The base of a solid is a circular disk with diameter AB of length 2a.
Find the volume of the solid if each cross section perpendicular to AB is an equilateral triangle.
Is the answer just \(\displaystyle \frac{4\sqrt{3}}{3}a^3\) . . . or am i making it way too easy?
Your answer is correct!
Unless you got it by pure luck, you did a lot of work.
\(\displaystyle \;\;\)I doubt that you made it "way too easy".
Code:
a|
* * * C
* | *
* | : *
* | : *
| :y
* | : *
A *---------+-----+---* B
-a* | : *a
| :y
* | : *
* | : *
* | *
* * * D
-a|
The equation of the circle is: \(\displaystyle \,x^2 + y^2\:=\:a^2\;\;\Rightarrow\;\;y\:=\:\sqrt{a^2\,-\,x^2}\)
The base of the equilateral triangle is: \(\displaystyle \,CD \:= \: 2y\:=\:2\sqrt{a^2\,-\,x^2}\)
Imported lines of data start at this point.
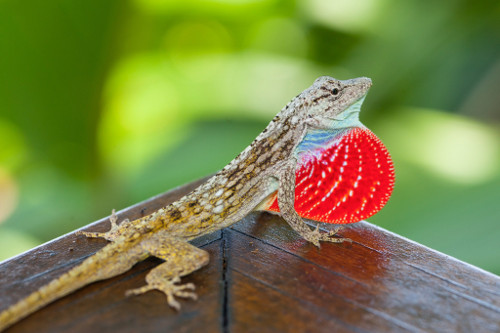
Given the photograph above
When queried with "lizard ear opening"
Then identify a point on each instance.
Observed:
(348, 181)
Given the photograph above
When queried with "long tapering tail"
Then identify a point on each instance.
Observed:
(106, 263)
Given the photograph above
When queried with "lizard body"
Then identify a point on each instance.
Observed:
(262, 177)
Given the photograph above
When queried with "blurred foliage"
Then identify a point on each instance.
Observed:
(105, 103)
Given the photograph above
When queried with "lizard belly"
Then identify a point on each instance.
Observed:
(344, 180)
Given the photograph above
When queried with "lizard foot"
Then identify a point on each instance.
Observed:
(109, 235)
(316, 236)
(170, 288)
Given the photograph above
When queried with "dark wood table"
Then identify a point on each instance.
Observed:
(263, 278)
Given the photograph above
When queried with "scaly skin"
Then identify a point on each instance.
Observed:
(266, 166)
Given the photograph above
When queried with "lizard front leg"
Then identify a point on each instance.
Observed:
(181, 258)
(286, 202)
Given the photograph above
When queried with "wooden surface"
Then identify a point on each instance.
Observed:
(263, 278)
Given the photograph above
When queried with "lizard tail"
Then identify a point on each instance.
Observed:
(104, 264)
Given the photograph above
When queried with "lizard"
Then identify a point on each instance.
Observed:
(314, 160)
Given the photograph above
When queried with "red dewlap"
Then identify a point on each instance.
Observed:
(348, 181)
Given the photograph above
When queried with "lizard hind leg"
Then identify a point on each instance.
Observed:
(181, 258)
(110, 235)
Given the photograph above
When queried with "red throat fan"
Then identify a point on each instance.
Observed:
(348, 181)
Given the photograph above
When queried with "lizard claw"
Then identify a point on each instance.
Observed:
(109, 235)
(170, 288)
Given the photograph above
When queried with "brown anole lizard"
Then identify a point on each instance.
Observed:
(314, 160)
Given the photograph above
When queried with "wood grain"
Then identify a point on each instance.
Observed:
(262, 277)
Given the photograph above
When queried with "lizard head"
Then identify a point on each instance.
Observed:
(334, 100)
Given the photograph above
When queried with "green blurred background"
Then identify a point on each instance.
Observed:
(106, 103)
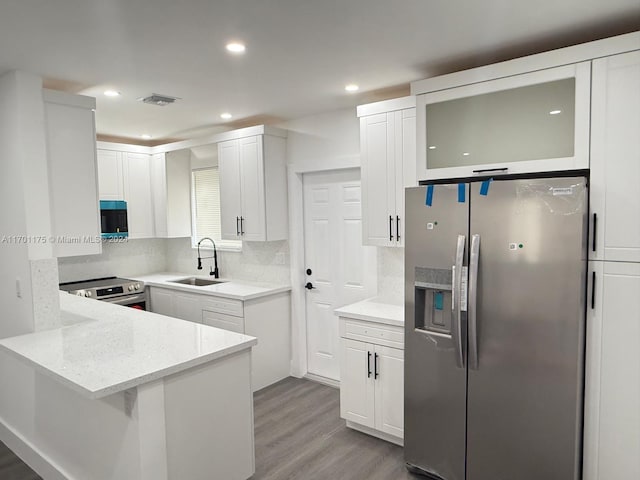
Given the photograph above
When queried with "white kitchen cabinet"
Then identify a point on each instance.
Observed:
(110, 181)
(162, 301)
(253, 188)
(171, 191)
(73, 180)
(529, 122)
(137, 193)
(372, 378)
(612, 388)
(187, 307)
(388, 158)
(615, 158)
(124, 175)
(267, 318)
(357, 384)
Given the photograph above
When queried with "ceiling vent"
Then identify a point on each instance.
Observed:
(159, 100)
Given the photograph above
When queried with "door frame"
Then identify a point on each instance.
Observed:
(295, 190)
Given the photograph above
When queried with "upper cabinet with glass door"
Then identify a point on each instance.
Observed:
(532, 122)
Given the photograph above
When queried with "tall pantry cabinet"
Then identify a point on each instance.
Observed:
(612, 386)
(388, 159)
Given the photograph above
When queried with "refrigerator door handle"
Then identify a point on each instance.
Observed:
(473, 297)
(456, 295)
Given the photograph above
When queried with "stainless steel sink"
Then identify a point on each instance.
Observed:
(196, 282)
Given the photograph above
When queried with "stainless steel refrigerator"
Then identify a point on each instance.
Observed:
(495, 300)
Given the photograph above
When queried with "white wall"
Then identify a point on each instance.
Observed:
(332, 140)
(27, 265)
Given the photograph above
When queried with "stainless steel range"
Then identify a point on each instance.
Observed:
(121, 291)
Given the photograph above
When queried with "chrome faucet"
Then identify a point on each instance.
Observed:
(214, 268)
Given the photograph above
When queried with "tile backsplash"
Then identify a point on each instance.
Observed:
(259, 262)
(134, 257)
(391, 274)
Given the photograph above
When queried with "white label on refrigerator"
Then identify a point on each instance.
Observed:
(562, 191)
(463, 290)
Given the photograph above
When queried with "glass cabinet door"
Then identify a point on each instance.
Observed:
(525, 123)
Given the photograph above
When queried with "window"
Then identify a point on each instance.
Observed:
(205, 199)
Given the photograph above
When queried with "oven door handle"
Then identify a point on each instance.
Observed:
(126, 299)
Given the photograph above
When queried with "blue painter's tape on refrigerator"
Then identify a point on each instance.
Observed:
(461, 192)
(429, 200)
(484, 188)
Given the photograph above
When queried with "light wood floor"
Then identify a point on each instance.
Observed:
(299, 435)
(12, 468)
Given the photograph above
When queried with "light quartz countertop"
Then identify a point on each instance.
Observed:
(239, 290)
(105, 348)
(374, 310)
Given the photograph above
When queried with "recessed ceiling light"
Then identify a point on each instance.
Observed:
(236, 47)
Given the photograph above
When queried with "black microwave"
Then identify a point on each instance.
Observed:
(113, 219)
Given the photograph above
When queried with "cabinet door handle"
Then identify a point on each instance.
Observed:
(390, 227)
(488, 170)
(595, 231)
(375, 366)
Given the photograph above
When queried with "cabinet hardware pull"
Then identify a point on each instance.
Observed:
(486, 170)
(390, 227)
(595, 231)
(375, 366)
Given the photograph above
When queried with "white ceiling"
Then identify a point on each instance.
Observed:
(300, 53)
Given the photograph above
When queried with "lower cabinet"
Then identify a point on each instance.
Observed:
(372, 380)
(267, 318)
(612, 379)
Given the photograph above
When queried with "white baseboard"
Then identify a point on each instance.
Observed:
(324, 380)
(376, 433)
(41, 464)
The area of an equilateral triangle of side \(\displaystyle s\) is: \(\displaystyle \,A\:=\:\frac{\sqrt{3}}{4}s^2\)
Our triangle has area: \(\displaystyle \,A\;=\;\frac{\sqrt{3}}{4}(2\sqrt{a^2\,-\,x^2})^2\;=\;\frac{\sqrt{3}}{4}\cdot4(a^2\,-\,x^2)\;=\;\sqrt{3}(a^2\,-\,x^2)\)
The volume of the solid is: \(\displaystyle \L\,V\;=\;\int^{\;\;\;a}_{-a}\sqrt{3}(a^2\,-\,x^2)\,dx \;=\;2\,\times\,\sqrt{3}\int^{\;\;\;a}_0(a^2\,-\,x^2)\,dx\)
And we get: \(\displaystyle \L\,V \;= \;2\sqrt{3}\left[a^2x\,-\,\frac{1}{3}x^3\right]^a_0 \;= \;2\sqrt{3}\left[\left(a^3\,-\,\frac{1}{3}a^3\right)\,-\,(0\,-\,0)\right]\)
Therefore: \(\displaystyle \L\,V\;=\;\frac{4\sqrt{3}}{3}a^3\)
Edit: Too fast for me, Galactus!